The ghosts of Gettysburg
Where history comes with mini-golf
By Rick Holmes
July 21, 2017
If you want to commune with the ghosts of Gettysburg, get out there at dawn.
The stone soldiers look spectral in the morning mist. Come around a bend in the trail and there’s a statue of an officer, big as life, who fell on that spot 154 years ago.
Stone blocks mark the left and right flanks of the position held by the 20th Maine Volunteers on Little Round Top. You can look down the rocky hill, squint and almost see the Alabamians charging up it, over and over again. With his men running out of ammunition, Col. Joshua Chamberlain ordered the Mainers to affix their bayonets for a desperate downhill charge that turned the tide.
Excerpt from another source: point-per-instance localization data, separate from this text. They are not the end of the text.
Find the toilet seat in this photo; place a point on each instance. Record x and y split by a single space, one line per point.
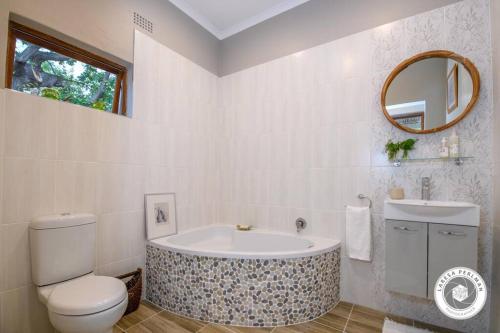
83 296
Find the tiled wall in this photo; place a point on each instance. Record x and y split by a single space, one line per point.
59 157
304 134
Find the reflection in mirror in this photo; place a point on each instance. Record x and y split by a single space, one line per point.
430 94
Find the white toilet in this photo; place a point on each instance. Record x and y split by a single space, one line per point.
62 262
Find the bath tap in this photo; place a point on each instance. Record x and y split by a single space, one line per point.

When the smoke cleared, the Union held the high ground – on Little Round Top and all along the line of battle. Lee’s army was headed back home. And the woods and farms of Gettysburg were covered with dead and dying Americans. Get there early enough and you might be able to imagine the horror.
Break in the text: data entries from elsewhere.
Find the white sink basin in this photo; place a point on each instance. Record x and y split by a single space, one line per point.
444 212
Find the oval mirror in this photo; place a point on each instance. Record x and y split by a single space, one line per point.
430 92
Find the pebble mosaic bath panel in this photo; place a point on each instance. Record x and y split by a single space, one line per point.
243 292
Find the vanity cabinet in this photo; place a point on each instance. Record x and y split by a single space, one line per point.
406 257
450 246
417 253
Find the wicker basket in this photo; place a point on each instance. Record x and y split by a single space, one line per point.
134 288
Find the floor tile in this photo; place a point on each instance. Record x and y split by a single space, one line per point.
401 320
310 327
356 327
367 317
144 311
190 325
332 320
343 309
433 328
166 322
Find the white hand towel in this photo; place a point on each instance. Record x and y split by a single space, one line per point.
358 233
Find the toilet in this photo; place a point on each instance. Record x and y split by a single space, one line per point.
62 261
At other battlefields I’ve visited – Shiloh and Saratoga most recently – it’s easy to find quiet contemplation any time of the day. But Gettysburg has long been the nation’s most visited battlefield. More than a million people a year walk its pathways. They come by busloads.
Because the battle was fought in and around an established town, business interests were quick to turn battle tourism into an industry. Stores selling artifacts and souvenirs sprang up on soil where thousands died. Theatrical dramas, battlefield-themed arcades, “ghost tours” and miniature golf courses followed. Today, visiting the battlefield is a small part of a Gettysburg family vacation.
Gettysburg’s longest-running attraction is the Cyclorama, which has been called a 19th century version of an IMAX movie. It’s a 360-degree oil painting depicting Pickett’s Charge, painted in 1881. You stand in a dark room, and the canvas is illuminated bit by bit, as a narrator tells the story of the climactic moment on the battle’s third day. You hear the thunder of the cannons, see the smoke and fire.
I saw it as a kid, and thought it was pretty cool.
In Gettysburg there are always skirmishes between preservationists and commercial interests. In 1974, a developer named Thomas R. Ottenstein built a 300-foot tower on private property adjoining the battlefield. From its observation deck visitors could see every corner of the battlefield – and from every corner of the battlefield, people could see an ugly tower lurking over Cemetery Ridge.
Locals ridiculed it as “Ottenstein’s Erection,” and preservationists fought it every step of the way. In 2000, they won: The state seized the property and the National Park Service had the tower imploded. Large crowds came out to watch and cheer.
To move some of the crowds and traffic away from the spot where Pickett’s Charge broke, the NPS opened a new visitor’s center not far from where Ottenstein’s tower stood. It features a forgettable wide-screen movie, a museum heavier on explanation than artifacts, and a steep price-tag - $15 for adults. But the main draw is still the Cyclorama, which is still pretty cool after all these years.
The Gettysburg battlefield is many things. It’s an introductory course for those for whom why and how the Civil War was fought are barely known. It’s a playground for re-enactors and interpreters whose enthusiasm and attention to detail are almost disturbing. It’s a source of endless arguments for historians and finger-pointing by people still smarting from the outcome. It’s a sacred resting place for the thousands who died there.
When history is done badly, sites like these are used to reinforce narratives that favor the victors, to strengthen tribal identity, to stoke ancient resentments and reopen old wounds. But history done right doesn’t take sides or settle for easy answers. History done right is a continuing search for the truth, as illuminated by research and time. It demands empathy for all who fought, with an eye toward their humanity as well as their heroism.
History begins by telling the stories, and there’s nothing wrong with rewarding good listeners with mini golf and ice cream later. But it takes study and reflection to give those stories value, to learn where we’ve come from and what that horrible carnage means to America today. What we get from a visit to a battlefield depends on what we bring to it. It helps to get there early.